All of lore.kernel.org
 help / color / mirror / Atom feed
From: Breno Leitao <leitao@debian.org>
To: Petr Mladek <pmladek@suse.com>
Cc: Tejun Heo <tj@kernel.org>, Lai Jiangshan <jiangshanlai@gmail.com>,
	 Andrew Morton <akpm@linux-foundation.org>,
	linux-kernel@vger.kernel.org,
	 Omar Sandoval <osandov@osandov.com>, Song Liu <song@kernel.org>,
	 Danielle Costantino <dcostantino@meta.com>,
	kasan-dev@googlegroups.com, kernel-team@meta.com
Subject: Re: [PATCH v2 4/5] workqueue: Show all busy workers in stall diagnostics
Date: Thu, 11 Jun 2026 07:50:04 -0700	[thread overview]
Message-ID: <airKG4Hl8R-7sY_x@gmail.com> (raw)
In-Reply-To: <ab0kDS01bh5cK4KG@gmail.com>

On Fri, Mar 20, 2026 at 03:41:13AM -0700, Breno Leitao wrote:
> On Wed, Mar 18, 2026 at 04:11:54PM +0100, Petr Mladek wrote:
> > On Wed 2026-03-18 04:31:08, Breno Leitao wrote:
> > Otherwise, I like this patch.
> > 
> > I still think what might be the reason that there is no worker
> > in the running state.
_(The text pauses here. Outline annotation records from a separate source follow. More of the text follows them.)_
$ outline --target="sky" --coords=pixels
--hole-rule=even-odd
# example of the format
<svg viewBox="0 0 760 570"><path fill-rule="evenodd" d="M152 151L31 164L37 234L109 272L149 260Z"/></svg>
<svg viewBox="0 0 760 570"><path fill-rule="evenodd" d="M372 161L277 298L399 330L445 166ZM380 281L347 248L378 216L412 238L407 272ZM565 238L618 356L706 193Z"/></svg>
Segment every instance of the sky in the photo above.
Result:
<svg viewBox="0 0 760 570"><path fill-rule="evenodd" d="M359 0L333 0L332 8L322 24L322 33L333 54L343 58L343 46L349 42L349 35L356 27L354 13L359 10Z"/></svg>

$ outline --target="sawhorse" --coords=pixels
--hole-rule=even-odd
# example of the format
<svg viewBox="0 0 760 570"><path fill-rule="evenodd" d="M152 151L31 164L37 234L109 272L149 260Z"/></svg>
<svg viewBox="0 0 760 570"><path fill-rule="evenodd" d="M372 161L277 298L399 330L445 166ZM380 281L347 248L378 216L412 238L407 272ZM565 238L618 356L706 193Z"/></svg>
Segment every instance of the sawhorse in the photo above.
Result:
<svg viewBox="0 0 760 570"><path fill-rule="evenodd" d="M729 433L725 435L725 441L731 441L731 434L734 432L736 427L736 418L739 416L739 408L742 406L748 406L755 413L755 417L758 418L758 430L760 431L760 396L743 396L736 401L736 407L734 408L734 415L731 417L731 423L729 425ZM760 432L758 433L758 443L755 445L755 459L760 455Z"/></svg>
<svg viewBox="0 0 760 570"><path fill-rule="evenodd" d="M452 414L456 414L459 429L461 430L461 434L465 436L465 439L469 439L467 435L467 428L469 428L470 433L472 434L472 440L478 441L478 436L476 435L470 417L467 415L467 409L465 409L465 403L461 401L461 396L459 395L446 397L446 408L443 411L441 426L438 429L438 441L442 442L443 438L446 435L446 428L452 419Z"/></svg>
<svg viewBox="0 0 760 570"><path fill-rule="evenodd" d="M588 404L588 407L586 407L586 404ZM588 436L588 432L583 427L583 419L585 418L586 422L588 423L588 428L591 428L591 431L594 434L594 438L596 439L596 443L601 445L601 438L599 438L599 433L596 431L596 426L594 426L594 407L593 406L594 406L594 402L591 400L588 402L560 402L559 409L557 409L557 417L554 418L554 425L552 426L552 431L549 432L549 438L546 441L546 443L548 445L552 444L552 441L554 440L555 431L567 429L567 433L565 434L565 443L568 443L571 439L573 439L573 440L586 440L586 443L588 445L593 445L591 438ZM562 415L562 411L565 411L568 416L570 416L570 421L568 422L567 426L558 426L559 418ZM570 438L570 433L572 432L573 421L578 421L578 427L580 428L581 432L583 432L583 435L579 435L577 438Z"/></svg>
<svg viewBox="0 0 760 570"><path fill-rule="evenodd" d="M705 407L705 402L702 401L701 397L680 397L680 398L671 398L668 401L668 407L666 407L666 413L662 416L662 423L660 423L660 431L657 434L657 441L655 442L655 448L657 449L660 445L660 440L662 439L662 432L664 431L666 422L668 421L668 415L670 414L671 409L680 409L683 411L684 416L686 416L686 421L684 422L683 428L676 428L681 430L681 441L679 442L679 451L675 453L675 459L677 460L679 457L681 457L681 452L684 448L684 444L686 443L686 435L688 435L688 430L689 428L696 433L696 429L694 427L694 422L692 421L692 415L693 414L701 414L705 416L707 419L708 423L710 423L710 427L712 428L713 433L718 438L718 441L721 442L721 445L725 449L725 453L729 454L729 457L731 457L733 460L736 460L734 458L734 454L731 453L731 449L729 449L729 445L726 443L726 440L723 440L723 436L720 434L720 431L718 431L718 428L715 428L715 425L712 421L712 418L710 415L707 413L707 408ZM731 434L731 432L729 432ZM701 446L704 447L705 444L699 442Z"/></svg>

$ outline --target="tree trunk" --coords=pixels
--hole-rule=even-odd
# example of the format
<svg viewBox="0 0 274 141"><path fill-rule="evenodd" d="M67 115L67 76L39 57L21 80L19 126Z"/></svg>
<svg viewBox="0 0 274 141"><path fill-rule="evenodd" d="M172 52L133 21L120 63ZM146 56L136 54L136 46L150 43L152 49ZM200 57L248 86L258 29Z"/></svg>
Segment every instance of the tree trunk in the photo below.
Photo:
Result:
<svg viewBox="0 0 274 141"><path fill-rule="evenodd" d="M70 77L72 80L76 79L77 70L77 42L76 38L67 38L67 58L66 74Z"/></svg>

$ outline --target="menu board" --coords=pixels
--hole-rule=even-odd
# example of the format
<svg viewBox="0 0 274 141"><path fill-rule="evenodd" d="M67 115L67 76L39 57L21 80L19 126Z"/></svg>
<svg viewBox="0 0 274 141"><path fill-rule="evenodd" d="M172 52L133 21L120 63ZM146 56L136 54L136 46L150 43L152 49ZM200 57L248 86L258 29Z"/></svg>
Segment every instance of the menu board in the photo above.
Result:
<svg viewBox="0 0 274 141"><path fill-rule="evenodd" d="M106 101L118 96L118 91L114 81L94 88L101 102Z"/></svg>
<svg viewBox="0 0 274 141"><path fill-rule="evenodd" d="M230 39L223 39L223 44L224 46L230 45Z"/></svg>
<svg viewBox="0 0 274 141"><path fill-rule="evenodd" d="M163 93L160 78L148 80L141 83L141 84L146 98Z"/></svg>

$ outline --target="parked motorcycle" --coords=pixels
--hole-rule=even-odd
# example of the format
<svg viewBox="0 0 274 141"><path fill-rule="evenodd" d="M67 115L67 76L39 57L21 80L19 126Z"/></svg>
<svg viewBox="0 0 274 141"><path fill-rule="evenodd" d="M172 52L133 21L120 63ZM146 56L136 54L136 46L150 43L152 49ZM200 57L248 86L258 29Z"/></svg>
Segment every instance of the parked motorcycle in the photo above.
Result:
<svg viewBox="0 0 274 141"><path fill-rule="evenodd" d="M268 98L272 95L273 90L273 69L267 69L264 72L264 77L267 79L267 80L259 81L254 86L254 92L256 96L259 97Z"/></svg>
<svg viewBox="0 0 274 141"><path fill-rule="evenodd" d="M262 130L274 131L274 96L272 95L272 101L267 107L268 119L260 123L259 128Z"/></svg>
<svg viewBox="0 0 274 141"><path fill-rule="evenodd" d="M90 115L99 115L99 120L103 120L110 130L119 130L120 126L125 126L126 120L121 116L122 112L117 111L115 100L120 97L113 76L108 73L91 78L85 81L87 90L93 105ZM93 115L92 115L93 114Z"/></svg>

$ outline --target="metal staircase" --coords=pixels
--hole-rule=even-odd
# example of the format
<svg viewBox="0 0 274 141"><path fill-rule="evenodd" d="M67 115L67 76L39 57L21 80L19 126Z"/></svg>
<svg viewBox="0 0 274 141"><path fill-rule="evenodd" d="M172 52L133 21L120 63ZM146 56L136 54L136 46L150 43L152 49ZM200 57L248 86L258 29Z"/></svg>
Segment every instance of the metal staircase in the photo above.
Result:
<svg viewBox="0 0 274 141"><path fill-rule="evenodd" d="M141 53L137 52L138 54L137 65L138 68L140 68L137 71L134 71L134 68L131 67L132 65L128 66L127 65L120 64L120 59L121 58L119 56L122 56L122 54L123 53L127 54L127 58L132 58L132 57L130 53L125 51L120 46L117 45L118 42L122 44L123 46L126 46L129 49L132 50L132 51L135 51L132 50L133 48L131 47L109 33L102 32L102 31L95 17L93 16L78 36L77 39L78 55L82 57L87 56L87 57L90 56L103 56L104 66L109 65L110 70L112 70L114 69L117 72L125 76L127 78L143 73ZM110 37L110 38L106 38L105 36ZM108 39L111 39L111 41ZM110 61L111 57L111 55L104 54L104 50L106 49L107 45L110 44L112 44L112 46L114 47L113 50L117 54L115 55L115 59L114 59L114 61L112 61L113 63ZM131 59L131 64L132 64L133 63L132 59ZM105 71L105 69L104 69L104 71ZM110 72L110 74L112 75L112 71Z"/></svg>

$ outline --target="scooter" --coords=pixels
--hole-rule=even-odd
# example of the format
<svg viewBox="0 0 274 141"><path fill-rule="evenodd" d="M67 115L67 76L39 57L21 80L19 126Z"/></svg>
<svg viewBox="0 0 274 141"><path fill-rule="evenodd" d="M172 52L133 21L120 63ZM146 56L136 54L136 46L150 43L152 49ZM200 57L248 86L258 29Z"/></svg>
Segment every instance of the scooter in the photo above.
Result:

Let's see if this patch brings some useful info.
> > 
> > One more idea. It might be useful to store a timestamp when the last
> > worker was woken. And then print either the timestamp or delta.
> > It would help to make sure that kick_pool() was really called
> > during the reported stall.
> 
> Ack, this is the following patch I will deploy in production, let's see
> how useful it is.

I got this running in production (backported to 6.16), and we finally got the culprit.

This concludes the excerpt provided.